This is the canonical home for the credential stack. The Connections and Security chapters expand on the why of each step.

Output format selection

Ferrule supports five output formats: table, json, csv, yaml, raw. The format is chosen in this order:

  1. --format <fmt> on the command line.
  2. default.format in the loaded .ferrule.toml.
  3. The built-in default, which is json.

The built-in default is JSON whether or not stdout is a TTY. If you want pretty tables in your terminal, either pass --format table per command or set format = "table" under [default] in your config.

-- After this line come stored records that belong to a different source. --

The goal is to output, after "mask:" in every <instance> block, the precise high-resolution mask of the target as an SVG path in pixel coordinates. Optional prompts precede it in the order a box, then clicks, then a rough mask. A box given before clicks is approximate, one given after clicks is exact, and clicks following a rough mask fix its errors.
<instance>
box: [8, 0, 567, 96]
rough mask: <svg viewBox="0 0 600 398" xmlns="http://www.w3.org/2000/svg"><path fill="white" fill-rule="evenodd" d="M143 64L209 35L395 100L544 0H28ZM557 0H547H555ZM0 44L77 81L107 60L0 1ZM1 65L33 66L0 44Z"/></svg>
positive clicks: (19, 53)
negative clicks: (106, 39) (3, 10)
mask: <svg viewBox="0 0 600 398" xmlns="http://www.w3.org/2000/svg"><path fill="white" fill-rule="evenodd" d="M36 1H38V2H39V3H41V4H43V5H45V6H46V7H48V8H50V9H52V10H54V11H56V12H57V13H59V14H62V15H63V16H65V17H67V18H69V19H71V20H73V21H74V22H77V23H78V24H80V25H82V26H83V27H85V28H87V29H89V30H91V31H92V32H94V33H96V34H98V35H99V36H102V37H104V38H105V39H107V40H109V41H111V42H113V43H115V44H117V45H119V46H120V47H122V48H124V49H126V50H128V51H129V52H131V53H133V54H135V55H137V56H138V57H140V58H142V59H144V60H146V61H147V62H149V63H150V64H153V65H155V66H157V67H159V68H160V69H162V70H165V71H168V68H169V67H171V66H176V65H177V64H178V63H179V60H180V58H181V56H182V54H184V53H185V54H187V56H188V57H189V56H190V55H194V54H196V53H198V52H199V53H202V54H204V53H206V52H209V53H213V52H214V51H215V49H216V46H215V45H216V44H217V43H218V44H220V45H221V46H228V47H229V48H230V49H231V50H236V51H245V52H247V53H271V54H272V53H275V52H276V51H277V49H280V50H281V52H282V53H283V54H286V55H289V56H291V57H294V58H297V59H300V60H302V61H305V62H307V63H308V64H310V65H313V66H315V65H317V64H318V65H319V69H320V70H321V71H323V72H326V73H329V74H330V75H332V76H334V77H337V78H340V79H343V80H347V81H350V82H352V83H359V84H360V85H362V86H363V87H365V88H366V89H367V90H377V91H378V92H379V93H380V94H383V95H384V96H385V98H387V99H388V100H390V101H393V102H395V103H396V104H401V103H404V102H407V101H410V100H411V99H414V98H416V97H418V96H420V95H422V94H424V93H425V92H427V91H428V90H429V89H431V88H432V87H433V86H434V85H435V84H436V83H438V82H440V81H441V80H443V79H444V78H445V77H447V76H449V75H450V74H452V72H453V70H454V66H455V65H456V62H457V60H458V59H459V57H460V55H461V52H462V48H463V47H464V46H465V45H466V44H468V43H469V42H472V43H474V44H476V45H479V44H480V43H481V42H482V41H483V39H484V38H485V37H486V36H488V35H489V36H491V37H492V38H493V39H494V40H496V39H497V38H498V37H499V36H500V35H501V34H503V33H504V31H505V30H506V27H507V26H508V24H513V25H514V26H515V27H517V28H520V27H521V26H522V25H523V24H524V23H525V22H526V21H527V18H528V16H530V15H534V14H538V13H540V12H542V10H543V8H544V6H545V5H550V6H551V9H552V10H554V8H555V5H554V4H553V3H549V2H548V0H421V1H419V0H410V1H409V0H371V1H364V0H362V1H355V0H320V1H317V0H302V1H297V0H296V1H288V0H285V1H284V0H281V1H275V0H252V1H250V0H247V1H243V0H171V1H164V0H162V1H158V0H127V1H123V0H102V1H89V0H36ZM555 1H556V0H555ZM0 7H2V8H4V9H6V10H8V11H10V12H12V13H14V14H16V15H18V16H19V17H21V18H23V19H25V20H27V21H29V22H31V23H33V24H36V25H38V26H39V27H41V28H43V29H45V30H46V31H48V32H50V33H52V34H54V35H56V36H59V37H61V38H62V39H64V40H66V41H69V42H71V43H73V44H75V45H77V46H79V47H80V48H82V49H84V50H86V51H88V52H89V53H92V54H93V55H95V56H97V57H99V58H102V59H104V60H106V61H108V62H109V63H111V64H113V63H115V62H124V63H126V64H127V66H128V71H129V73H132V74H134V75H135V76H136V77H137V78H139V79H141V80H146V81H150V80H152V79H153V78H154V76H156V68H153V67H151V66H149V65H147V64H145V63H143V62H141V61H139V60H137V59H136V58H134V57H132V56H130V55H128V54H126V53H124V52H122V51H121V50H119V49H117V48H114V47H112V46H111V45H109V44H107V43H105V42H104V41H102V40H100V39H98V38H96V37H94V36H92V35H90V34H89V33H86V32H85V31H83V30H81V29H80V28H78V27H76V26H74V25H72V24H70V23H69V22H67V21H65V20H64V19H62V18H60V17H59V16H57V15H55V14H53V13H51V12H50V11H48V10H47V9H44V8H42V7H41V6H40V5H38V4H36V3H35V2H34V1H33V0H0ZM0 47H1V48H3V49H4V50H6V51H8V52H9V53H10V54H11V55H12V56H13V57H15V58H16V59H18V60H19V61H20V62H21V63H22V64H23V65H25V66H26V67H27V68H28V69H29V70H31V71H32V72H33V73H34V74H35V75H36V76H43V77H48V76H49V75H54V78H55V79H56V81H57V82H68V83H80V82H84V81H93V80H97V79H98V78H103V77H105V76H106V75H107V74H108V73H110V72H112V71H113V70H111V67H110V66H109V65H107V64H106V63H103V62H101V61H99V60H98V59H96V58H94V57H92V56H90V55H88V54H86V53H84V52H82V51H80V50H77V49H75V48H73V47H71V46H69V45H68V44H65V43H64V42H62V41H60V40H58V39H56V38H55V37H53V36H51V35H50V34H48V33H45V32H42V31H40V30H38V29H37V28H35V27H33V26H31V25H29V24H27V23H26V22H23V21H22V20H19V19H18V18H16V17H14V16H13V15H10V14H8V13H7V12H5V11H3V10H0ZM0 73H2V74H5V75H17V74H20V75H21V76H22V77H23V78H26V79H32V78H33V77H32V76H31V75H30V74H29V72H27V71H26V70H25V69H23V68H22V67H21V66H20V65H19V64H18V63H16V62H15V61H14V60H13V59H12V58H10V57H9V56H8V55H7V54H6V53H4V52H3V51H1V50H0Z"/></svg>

When writing to a file with --output, the format applies to the file contents.

Multi-statement semantics

Some backends (PostgreSQL, MSSQL) accept multiple ;-separated statements in a single round-trip. Ferrule supports this for those backends:

ferrule query prod "
  INSERT INTO logs (msg) VALUES ('startup');
  SELECT COUNT(*) FROM logs;
"

A few rules:

  • --limit and --offset are not allowed with multi-statement SQL. The default limit (1000 from [default]) counts. Set --limit 0 to disable paging for batches.
  • Each result is reported separately. Result sets print to stdout; DML row counts (“N rows affected”) print to stderr.
  • Backends that don’t support batches (MySQL, SQLite, Oracle in the current driver layer) reject the SQL — split it into separate ferrule query calls or wrap it in a stored procedure.